Next: Warsaw Cup (Nov. 26-29)


This event was a setback for Moore-Towers/Marinaro, following their bronze medal at Skate Canada. They placed only 7th in both segments/overall.

Moore-Towers/Marinaro at Skate Canada

Kirsten/Mike opened their Etta James SP with an okay triple twist. The catch was too low, but they got by with only a couple -1s. Next came very good SBS 3Ts. But their lift received no points, apparently because Mike lost his arm lock during a transition, and then they both fell on the throw 3Lp. I like this program for Kirsten/Mike; they express the music well. But they could not overcome the technical errors and scored only 51.97, more than 11 points off their Skate Canada SP score.

Their Romeo & Juliet LP was better, but not enough to pull up in the standings. Both throw jumps were 2-footed, and they doubled the SBS 3S. The twist again landed on Mike’s shoulder and got only level 1. Lifts are improving, but still need work. The closing death spiral was good.

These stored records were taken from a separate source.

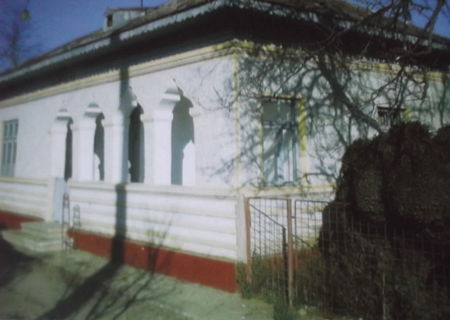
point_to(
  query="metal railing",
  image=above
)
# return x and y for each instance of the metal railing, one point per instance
(316, 253)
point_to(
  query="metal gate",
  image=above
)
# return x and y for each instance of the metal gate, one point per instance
(281, 235)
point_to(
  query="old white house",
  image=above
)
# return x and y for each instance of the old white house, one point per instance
(159, 125)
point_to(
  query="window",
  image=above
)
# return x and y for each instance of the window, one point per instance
(10, 129)
(280, 142)
(388, 116)
(109, 18)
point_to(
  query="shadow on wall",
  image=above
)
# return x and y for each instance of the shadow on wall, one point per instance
(136, 146)
(68, 155)
(99, 153)
(183, 162)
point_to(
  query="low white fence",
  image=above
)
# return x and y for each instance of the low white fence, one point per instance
(196, 220)
(25, 196)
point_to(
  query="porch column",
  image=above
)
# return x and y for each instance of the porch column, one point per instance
(58, 134)
(158, 145)
(116, 148)
(84, 137)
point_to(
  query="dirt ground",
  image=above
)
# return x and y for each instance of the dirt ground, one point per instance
(77, 285)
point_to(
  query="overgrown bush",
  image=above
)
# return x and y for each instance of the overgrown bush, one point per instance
(388, 256)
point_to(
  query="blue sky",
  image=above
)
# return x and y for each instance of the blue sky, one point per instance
(55, 22)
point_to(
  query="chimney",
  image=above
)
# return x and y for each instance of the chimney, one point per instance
(119, 16)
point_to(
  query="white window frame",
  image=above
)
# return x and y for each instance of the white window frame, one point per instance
(280, 143)
(9, 147)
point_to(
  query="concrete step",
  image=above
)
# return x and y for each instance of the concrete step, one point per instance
(41, 227)
(43, 230)
(22, 239)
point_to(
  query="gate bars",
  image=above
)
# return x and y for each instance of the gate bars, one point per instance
(278, 231)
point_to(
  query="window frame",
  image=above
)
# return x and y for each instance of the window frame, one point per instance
(291, 153)
(9, 147)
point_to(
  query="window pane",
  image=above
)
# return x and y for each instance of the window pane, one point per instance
(9, 147)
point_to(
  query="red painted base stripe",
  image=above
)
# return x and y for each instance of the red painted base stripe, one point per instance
(205, 271)
(10, 220)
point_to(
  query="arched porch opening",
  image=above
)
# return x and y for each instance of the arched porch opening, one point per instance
(136, 146)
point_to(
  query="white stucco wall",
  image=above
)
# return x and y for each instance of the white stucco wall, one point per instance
(203, 84)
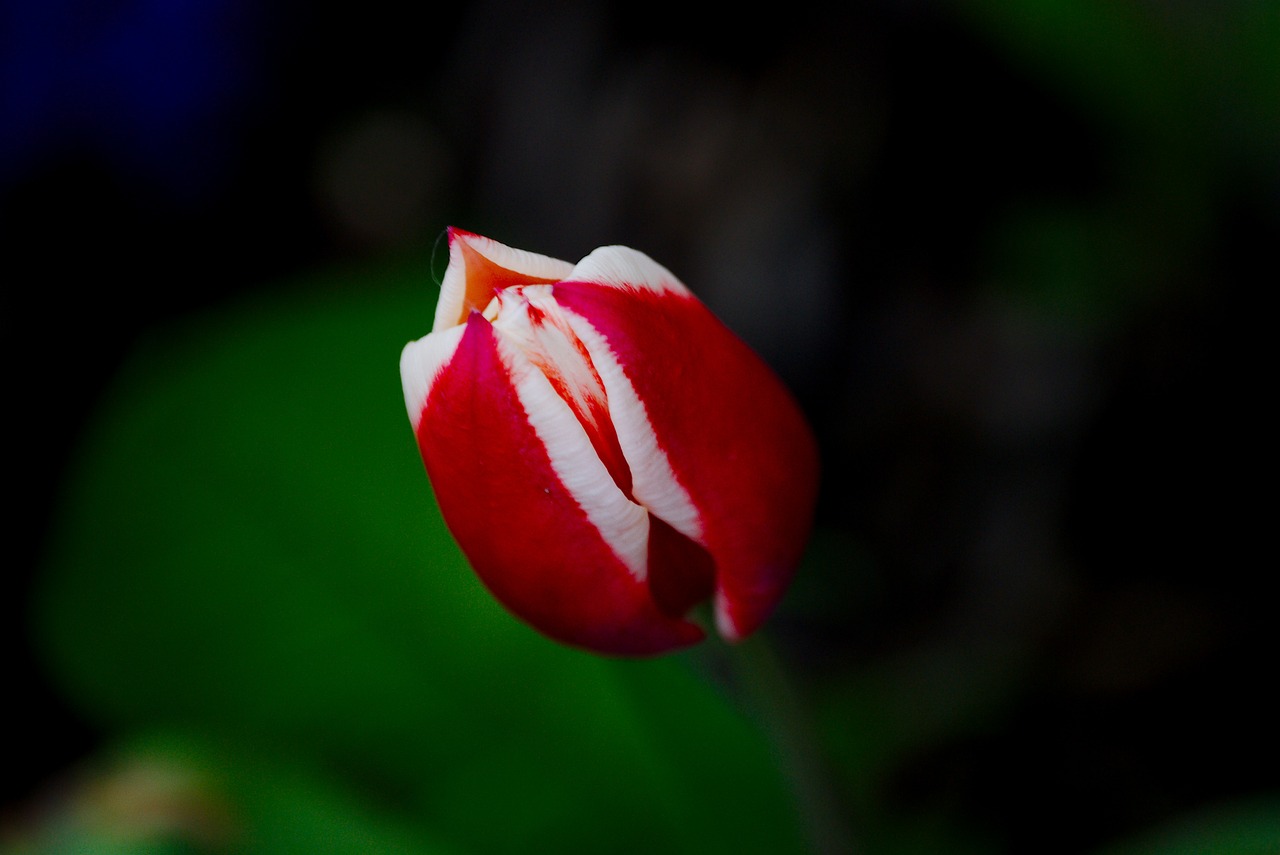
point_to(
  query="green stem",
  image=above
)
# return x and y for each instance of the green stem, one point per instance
(773, 698)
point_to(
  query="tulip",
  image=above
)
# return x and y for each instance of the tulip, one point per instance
(604, 451)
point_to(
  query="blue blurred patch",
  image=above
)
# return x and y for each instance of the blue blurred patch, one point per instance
(154, 88)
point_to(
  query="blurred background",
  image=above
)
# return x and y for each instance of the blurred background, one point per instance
(1005, 254)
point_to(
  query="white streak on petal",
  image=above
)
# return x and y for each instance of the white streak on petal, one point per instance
(622, 524)
(453, 286)
(421, 362)
(626, 268)
(653, 481)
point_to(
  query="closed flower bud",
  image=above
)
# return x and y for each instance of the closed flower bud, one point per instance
(606, 452)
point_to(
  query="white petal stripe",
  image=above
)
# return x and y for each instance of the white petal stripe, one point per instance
(622, 524)
(453, 287)
(421, 362)
(653, 481)
(626, 268)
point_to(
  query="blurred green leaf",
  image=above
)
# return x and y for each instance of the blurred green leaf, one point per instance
(248, 548)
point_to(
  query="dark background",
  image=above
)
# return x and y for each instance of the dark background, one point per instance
(1011, 257)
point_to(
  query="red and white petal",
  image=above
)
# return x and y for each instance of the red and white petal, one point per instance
(731, 433)
(420, 364)
(533, 507)
(479, 266)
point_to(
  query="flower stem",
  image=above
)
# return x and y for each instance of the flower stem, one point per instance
(772, 696)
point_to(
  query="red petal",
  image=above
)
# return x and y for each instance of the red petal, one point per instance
(528, 538)
(734, 435)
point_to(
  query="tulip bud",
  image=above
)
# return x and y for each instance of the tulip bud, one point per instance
(606, 452)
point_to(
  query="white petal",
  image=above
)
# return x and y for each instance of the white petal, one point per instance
(653, 481)
(622, 524)
(421, 362)
(622, 268)
(453, 287)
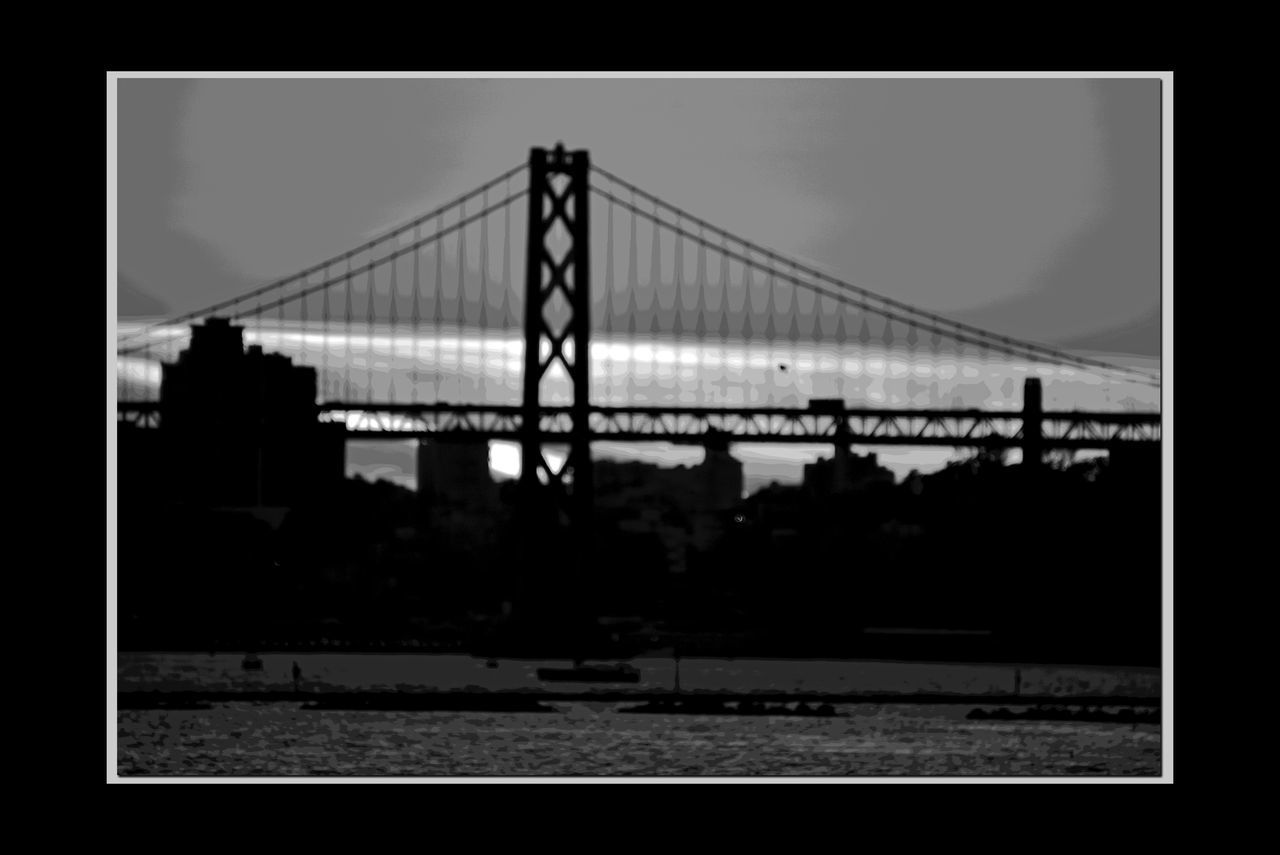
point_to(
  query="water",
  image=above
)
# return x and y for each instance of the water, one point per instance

This Romeo & Juliet program is a very different look for Kirsten, and I still don’t think it was the best choice for this team. But it’s getting better; they’re looking more comfortable and capturing the poignant feel of the music a bit more. I thought they did a pretty good job keeping up speed and momentum, despite the mistakes. However, the judges were not impressed, and Kirsten/Mike’s PCS score dropped 4.5 points from their Skate Canada LP PCS score.

Next: Canadian Nationals (I think)


Like Zabijako/Enbert, this pair was also skating in their first Grand Prix event after only 6 months or so together.

Bell/Swiegers: Not quite ready

Bell/Swiegers did not seem fully prepared for this event. They had numerous mistakes in both segments, and the programs looked rough and unpolished. Their overall score of 130.46 is the lowest of any pair on the Grand Prix this season. (Next lowest was Grenier/Deschamps’ 144.15 at Skate Canada.)

Next: Canadian Nationals (I think)

Tallinn Trophy

Tallinn Trophy started 2 days before Rostelecom. This senior B event marked the return to competition of 5-time World champion/2-time Olympic medalist Aliona Savchenko and her new partner, Bruno Massot.


I’ve been a fan of Aliona for such a long time and followed her and ex-partner Robin Szolkowy through all five of their World titles–as well as their Olympic heartbreaks. I’ve missed Aliona so much and was thrilled to see her back on the ice in Tallinn. Still, I had no idea what to expect from her and Bruno. I figured they’d be like most new pairs—some great stuff here & there, along with some mistakes and not-so-great elements.

I was wrong. Aliona hit the ice in Tallinn like she had never been away. Everyone is rusty after a year-and-a-half off competition, right? Even Olympic champions get rusty. Well, not Aliona Savchenko.

Savchenko/Massot:  A debut to remember

Aliona/Bruno started their Cirque du Soleil SP with possibly the highest triple twist I’ve ever seen. Next came a huge throw 3F (just slightly 2-footed). Aliona did stumble out of the SBS 3T. (Okay, she’s human.) But the rest of the elements were very good. The death spiral was a particular highlight, with a great position from Aliona, and the program was fun and interesting. When the scores came up, they were huge. All level 4s except for the twist (level 3). All +2s/+3s for the twist. PCS marks in the high 8s. Total score: 71.44.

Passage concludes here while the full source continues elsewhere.